- Created & tested with Python 3.12, llama.cpp, LangChain,
- FAISS, and Gradio on Ubuntu with NVIDIA GPU, RAM disk,
- SQLite and GGUF model. OCR scripts in OCR-corrector repo.
-
- Download or clone this repository.
git clone https://github.com/lp-hub/localRAG.git && cd localRAG
-
- Install GCC / build tools
sudo apt update
sudo apt install python3 python3.12-venv build-essential cmake sqlite3
sudo apt install calibre djvulibre-bin libchm-bin pandoc tesseract-ocr-all
-
- Create and activate virtual environment
cd /../localRAG && python3.12 -m venv venv # to create venv dir
source venv/bin/activate # (venv) USER@PC:/../localRAG$
deactivate # after usig RAG
-
- Install Python dependencies
pip install --upgrade pip && pip3 install striprtf
pip install faiss-cpu ftfy gradio langchain langchain-community langchain-huggingface pathspec pillow pymupdf pypandoc pypdf pyrtf-ng pyspellchecker pytesseract python-docx python-dotenv rapidfuzz sentence-transformers sqlite-utils symspellpy tiktoken unstructured
-
- Build and install llama-server with CUDA support
git clone https://github.com/ggerganov/llama.cpp
cd llama.cpp
mkdir build
cd build
cmake .. -DLLAMA_BUILD_SERVER=ON -DGGML_CUDA=ON
make -j$(nproc)
./build/bin/llama-server -m ./models/LLama-3.gguf \--port 8080 \--ctx-size 4096 \--n-gpu-layers 35 \--host 127.0.0.1 \--mlock \--no-mmap
-
- Download the GGUF model
mkdir -p models && wget https://huggingface.co/mradermacher/LLama-3-8b-Uncensored-GGUF/resolve/main/LLama-3-8b-Uncensored.Q8_0.gguf -O models/Llama-3-8B-Uncensored.Q8_0.gguf
-
- Add your documents
Place .pdf, .txt, .md, .epub, etc., into your files/ folder.

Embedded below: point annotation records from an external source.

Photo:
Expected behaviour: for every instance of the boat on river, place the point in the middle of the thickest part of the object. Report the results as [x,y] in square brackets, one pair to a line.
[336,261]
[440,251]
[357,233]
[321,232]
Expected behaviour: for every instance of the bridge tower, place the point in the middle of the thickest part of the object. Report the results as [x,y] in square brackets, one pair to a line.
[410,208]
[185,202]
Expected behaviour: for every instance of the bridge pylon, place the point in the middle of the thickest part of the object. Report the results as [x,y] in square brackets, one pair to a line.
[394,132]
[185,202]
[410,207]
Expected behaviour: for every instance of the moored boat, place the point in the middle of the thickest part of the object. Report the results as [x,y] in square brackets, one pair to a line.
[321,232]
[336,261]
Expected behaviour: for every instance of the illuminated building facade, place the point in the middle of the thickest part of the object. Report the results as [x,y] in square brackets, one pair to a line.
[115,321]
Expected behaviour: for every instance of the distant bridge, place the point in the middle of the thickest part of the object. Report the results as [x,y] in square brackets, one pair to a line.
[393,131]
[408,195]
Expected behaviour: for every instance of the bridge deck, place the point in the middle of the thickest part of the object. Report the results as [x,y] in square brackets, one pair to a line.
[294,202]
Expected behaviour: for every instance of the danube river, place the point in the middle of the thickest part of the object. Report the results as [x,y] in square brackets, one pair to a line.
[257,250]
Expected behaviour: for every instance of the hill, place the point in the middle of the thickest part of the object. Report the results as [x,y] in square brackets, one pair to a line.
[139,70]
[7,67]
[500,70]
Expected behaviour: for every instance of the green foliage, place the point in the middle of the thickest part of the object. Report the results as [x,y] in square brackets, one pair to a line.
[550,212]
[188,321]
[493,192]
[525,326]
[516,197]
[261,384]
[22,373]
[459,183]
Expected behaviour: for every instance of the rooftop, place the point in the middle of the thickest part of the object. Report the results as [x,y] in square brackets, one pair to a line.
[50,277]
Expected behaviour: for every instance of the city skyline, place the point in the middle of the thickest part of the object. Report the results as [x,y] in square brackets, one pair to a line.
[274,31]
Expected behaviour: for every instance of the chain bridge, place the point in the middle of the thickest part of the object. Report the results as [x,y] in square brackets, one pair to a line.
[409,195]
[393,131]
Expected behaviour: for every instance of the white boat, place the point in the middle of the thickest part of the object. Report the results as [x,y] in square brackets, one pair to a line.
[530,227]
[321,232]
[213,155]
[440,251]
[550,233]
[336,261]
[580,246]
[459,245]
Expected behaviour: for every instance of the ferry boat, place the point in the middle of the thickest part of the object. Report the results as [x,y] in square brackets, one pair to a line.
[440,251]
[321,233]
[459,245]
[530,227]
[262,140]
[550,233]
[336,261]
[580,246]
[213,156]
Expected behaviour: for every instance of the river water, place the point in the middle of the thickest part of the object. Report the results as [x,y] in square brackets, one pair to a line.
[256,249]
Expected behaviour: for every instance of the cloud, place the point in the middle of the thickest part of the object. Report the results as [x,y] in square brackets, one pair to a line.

Supported file types are automatically handled by the loader.
-
- Create and onfigure .env, edit scripts
DATA_DIR=/files/ DB_DIR=/db/ MODEL_PATH=/AI_model.gguf
start_llama_server.sh - path to server and model and see comments
mount_ramdisk.sh - if not needed, comment related functions in main.py
1. Run the CLI interface
python3 src/main.py --rebuild-db # use --rebuild-db first time or to make new db
First run will embed and index documents.
You'll get an interactive prompt (You:) for local Q&A with sources.
Type in your question and wait for the model response.
2. (Optional) Start the Gradio Web UI
python webui.py
You will see something like:
Web UI running at http://192.168.X.X:7860
Open the IP in your browser for a simple web-based interface.
Your computer may not be powerful enough to run some models.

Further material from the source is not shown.